Rebecca J. Scott is the Charles Gibson Distinguished University Professor of History Emerita and Professor of Law Emerita at the University of Michigan. At the Law School, she taught a course on civil rights and the boundaries of citizenship in historical perspective as well as a seminar on the law in slavery and freedom. She continues to co-direct (with Professor Sam Erman, ’07) the Law in Slavery and Freedom Project.
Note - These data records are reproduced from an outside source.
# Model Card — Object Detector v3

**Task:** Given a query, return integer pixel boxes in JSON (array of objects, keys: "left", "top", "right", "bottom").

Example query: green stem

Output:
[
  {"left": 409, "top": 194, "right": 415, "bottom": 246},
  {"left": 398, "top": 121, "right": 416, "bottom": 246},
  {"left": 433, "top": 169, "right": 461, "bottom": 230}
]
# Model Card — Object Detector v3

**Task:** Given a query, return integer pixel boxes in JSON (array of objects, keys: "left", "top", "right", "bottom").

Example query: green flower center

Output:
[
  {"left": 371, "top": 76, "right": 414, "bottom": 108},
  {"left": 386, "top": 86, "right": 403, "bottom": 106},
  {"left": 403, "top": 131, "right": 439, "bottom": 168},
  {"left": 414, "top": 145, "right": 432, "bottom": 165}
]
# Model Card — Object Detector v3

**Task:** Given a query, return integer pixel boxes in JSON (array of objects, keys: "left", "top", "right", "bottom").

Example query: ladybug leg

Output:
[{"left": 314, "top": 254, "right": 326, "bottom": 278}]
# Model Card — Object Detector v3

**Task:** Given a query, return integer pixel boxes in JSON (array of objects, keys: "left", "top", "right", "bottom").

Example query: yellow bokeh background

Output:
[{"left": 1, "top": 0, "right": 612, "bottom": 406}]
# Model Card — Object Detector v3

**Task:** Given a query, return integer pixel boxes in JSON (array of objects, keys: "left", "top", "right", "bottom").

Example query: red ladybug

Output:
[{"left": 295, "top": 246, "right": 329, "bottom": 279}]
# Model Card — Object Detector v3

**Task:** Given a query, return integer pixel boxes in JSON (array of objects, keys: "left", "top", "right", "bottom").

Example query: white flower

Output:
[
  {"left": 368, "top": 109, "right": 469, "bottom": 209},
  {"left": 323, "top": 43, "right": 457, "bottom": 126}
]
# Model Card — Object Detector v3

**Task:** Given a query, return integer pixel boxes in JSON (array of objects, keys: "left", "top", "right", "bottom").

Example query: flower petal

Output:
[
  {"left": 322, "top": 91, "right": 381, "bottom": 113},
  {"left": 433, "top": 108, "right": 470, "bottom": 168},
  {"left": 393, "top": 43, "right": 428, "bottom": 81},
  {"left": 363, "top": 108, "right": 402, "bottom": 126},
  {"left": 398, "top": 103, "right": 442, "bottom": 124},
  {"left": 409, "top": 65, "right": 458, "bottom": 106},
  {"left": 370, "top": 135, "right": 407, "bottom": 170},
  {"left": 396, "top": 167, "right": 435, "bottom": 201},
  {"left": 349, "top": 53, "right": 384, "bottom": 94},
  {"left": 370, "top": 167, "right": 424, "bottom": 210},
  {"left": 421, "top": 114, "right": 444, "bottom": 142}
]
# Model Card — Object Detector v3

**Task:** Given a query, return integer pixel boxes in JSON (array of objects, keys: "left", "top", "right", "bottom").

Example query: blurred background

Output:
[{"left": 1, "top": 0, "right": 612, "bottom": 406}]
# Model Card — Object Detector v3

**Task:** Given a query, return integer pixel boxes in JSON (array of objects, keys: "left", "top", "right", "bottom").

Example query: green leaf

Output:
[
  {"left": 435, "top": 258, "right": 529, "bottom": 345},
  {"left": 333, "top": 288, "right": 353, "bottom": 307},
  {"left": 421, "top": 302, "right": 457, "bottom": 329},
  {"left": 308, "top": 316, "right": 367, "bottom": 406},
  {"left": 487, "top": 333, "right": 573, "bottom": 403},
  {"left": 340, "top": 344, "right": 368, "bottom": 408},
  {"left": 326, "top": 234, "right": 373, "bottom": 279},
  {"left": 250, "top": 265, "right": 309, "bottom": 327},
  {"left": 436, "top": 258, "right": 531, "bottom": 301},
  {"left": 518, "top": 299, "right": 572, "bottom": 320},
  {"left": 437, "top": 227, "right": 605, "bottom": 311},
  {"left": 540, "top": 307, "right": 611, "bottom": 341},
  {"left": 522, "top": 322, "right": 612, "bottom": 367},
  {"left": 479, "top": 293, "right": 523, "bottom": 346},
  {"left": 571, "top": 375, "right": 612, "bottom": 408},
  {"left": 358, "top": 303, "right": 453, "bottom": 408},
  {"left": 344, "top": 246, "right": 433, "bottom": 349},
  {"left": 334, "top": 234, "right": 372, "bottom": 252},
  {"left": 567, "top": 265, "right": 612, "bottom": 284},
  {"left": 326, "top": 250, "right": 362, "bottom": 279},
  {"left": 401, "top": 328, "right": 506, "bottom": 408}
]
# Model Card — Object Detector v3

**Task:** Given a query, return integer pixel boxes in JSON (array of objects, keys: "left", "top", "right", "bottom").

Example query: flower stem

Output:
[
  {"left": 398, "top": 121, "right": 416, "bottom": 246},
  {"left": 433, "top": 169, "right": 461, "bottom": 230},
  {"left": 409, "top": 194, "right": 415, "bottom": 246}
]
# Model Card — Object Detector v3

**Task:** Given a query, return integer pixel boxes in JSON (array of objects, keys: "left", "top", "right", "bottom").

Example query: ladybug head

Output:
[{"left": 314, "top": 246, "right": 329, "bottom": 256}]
Her most recent book is Jean Hébrard and Rebecca J. Scott, De l’Esclavage à la liberté (Paris: Editions Gallimard, 2026). Scott and Hébrard previously co-authored Freedom Papers: An Atlantic Odyssey in the Age of Emancipation (Harvard University Press, 2012). Both books trace one family’s interaction with law and official documents across five generations, from West Africa to the Americas to Europe. Freedom Papers received the 2012 Albert Beveridge Book Award in American History and the James Rawley Book Prize in Atlantic History, both from the American Historical Association.

Among Scott’s recent articles are “Discerning a Dignitary Offense: The Concept of Equal ‘Public Rights’ during Reconstruction,” Law and History Review 38 (August, 2020): 519-553; the co-authored “Impunity for Acts of Peremptory Enslavement: James Madison, the U.S. Congress, and the Saint-Domingue Refugees,” with Andrew J. Walker, Ana María Silva, Jane C. Manners, and Jean M. Hébrard, William and Mary Quarterly, (July 2022); the co-authored “María Coleta and the Capuchin Friar: Slavery, Salvation, and the Adjudication of Status,” with Carlos Venegas, William and Mary Quarterly (October 2019); and “How Does the Law put a Historical Analogy to Work?: Defining the Imposition of ‘A Condition Analogous to that of a Slave’ in Modern Brazil,” with L.A. de Andrade Barbosa and C.H. Haddad, Duke Journal of Constitutional Law & Public Policy 13 (2017). She is also the author of “Public Rights, Social Equality, and the Conceptual Roots of the Plessy Challenge,” Michigan Law Review (2008).

Scott is the recipient of a MacArthur Prize and a Guggenheim Fellowship and is a member of the American Academy of Arts and Sciences. She is past president of the American Society for Legal History.